Par ailleurs, tout le monde s'interroge, en Guyane, sur le montant de la recette qui proviendra de l'or rapatrié récemment. L'ancien Président de la République, M. Nicolas Sarkozy, avait dit que cette somme pourrait servir à venir en aide aux communes enclavées et sinistrées de Guyane. Je note, à cet égard, qu'on est passé de 200 à 160 kilogrammes. Vous m'avez même dit, monsieur le ministre, qu'il ne s'agirait que de 107 kilos d'or. Cette déflation inquiète – que ce soit la population ou les élus. N'y voyez aucun harcèlement mais je souhaiterais vraiment savoir comment va être ventilée cette recette. La Guyane peut-elle espérer que 50 %, au moins de l'or récupéré seront dédiés à la lutte contre l'orpaillage clandestin et à la sécurisation des finances de nos collectivités, notamment les plus faibles ?
Je rappelle que nous travaillons en concertation avec la Délégation aux outre-mer du Sénat et que nous avons répartis les thèmes de réflexion dans un souci de complémentarité.
Sur la justice, je répéterai une fois encore que Saint-Pierre-et-Miquelon dépend du tribunal administratif de la Martinique, qui vient tous les deux ans. Je vous laisse imaginer les délais que cela signifie. Je considère qu'il y a là une inégalité de traitement des citoyens.
Sur la fonction publique et s'agissant notamment du retour au pays des jeunes qui, après différentes expériences en métropole, souhaitent rentrer chez eux, nous avons un vrai travail à faire. Il faudra néanmoins être prudents car la démarche devra être interprétée, non pas comme une priorité donnée aux natifs des territoires, mais comme la prise en compte de la volonté de prendre sa part au développement dudit territoire.
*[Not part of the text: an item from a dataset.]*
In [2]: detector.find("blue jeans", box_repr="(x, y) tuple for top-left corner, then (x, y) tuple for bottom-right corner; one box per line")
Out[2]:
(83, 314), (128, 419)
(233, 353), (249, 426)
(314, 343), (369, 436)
Il faudra également s'intéresser aux avis que donne le ministère des Outre-mer sur les nominations de fonctionnaires outre-mer effectuées par les administrations centrales. J'ai le sentiment qu'ils sont systématiquement positifs. Pourquoi ne pas prendre davantage en compte le profil du fonctionnaire concerné ou les missions qu'il aura à remplir ? Compte tenu des faibles moyens en fonctionnaires locaux dont nous disposons dans nos territoires, le chef de service envoyé depuis Paris joue en effet un rôle très important. Peut-être devrions-nous nous inspirer des procédures de sélection en vigueur au ministère des Affaires étrangères. Certes, l'outre-mer n'est pas l'étranger. Il reste que les candidats à un poste dans une ambassade ou un consulat doivent passer un entretien et envoyer une lettre de motivation. Cela me semble intéressant alors que l'on constate que les chefs de service envoyés outre-mer n'ont pas toujours le profil requis pour répondre à nos besoins. Qu'en pensez-vous, monsieur le ministre ?
Je terminerai par une question sur les régimes sociaux spéciaux, ceux de Saint-Pierre-et-Miquelon, de la Nouvelle-Calédonie et de la Polynésie. Certes, nous avons travaillé à une harmonisation avec le régime métropolitain. Mais il faut penser à harmoniser les différents régimes des outre-mer. Je pourrais citer l'exemple d'un habitant de Saint-Pierre-et-Miquelon qui a travaillé au Vanuatu – alors Nouvelles-Hébrides – puis en Nouvelle-Calédonie et qui a bien du mal à reconstituer ses droits à la retraite.
Monsieur le président, je me réjouis de la création de cette Délégation, de la tâche que nous allons accomplir, tous ensemble, sur des sujets qui, le plus souvent, nous unissent. Nous pourrons ainsi avancer et nous faire entendre davantage.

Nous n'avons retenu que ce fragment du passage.